The night Sarah came to us, she barely ate a bite of her dinner. I asked her over and over, "Honey, what can I do for you?" Sarah just gave me a blank stare. A couple of nights later Charlie and I passed by her room and heard sobbing. I knocked and went in. Sarah hushed, but I could see her body trembling.
Back in the hallway I whispered to Charlie, "How do we reach Sarah?"
"We can give her food and clothes and love, but we can’t force her to respond to us. Maybe we just need to wait, Jama."
There was that word again. "She’s hurting now," I insisted. "We’ve got to do something right away!"
That afternoon as I watched Sarah pick listlessly at that tuft of grass, I was about to ask for the thousandth time, "Honey, why are you hurting?" Then I spied one of our fawns. It wobbled close to Sarah, who looked up for a second, then dropped her hand. I drew in my breath as the fawn climbed onto Sarah’s lap. Then the fawn licked Sarah’s face with its velvety tongue. I started to rush over to tell her that it was okay. Wait, Jama. The words I’d heard so often came loud and clear in my mind. This time I knew they came from God. But she’s scared, I thought.

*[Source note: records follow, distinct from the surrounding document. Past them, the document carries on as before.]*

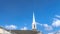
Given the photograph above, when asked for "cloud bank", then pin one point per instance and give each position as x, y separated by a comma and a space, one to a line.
11, 27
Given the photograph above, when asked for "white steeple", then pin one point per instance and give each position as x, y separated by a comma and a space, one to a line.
33, 23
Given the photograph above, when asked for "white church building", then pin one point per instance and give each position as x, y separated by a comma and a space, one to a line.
33, 31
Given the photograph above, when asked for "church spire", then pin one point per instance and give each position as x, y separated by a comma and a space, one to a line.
33, 23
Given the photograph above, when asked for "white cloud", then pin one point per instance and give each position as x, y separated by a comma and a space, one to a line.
39, 24
51, 33
58, 16
24, 28
56, 23
47, 27
10, 27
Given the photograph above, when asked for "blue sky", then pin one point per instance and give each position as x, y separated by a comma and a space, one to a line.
20, 12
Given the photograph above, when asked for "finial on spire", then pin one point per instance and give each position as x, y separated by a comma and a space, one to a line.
33, 23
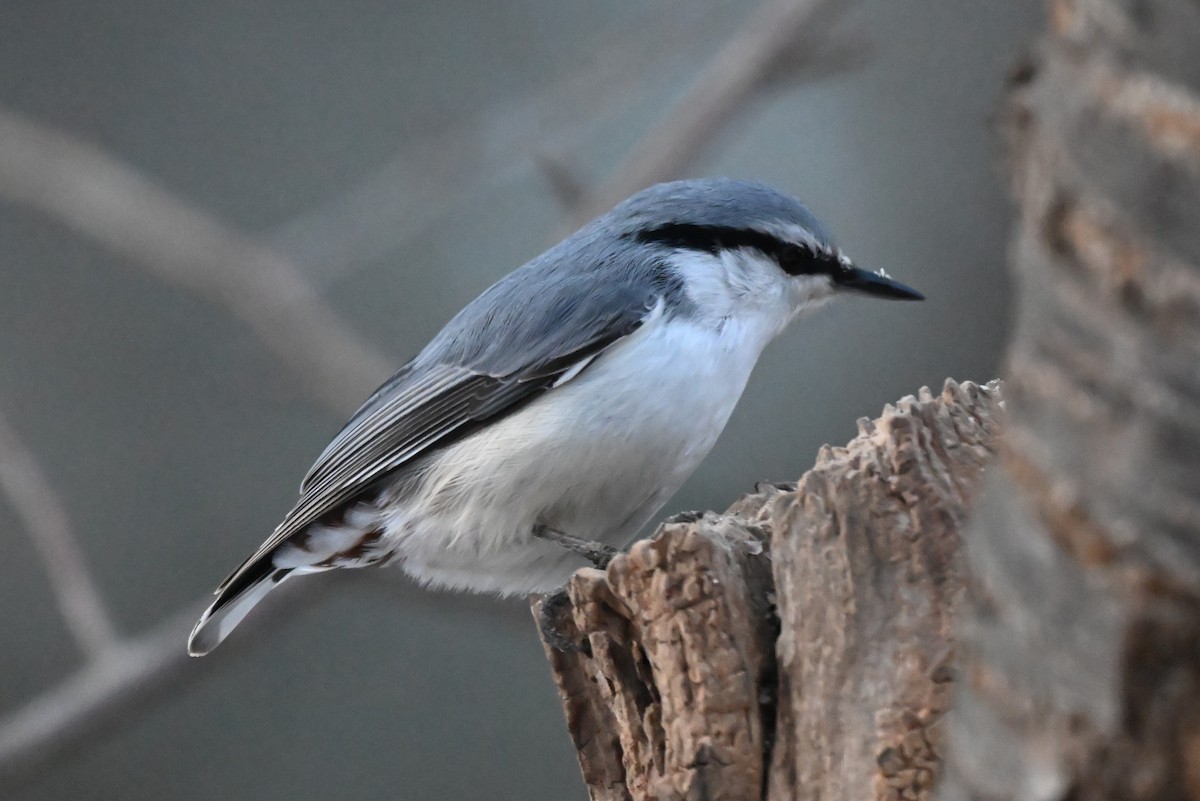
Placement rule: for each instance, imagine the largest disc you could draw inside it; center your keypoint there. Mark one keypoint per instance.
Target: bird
(556, 414)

Just wait, he told me again.
The fawn kept licking Sarah’s cheeks, dodging her efforts to push it away. At last Sarah stopped struggling. She slowly moved her hands across the fawn’s speckled back. And then Sarah was hugging the fawn as it licked her tears away.
That night Sarah spoke to us for the first time. Soon she was playing kickball with the other kids and helping feed the animals, including the little fawn.
We’d gotten through to Sarah, and God had gotten through to me. I work hard and dream hard and pray hard, but the results are up to God in his way, in his time. I lose sight of that occasionally, when I want so badly for things to work out as I’d hoped and planned. Yet sometimes the most important thing to do is wait. After all, the least I can do is be as patient with God as he is with me.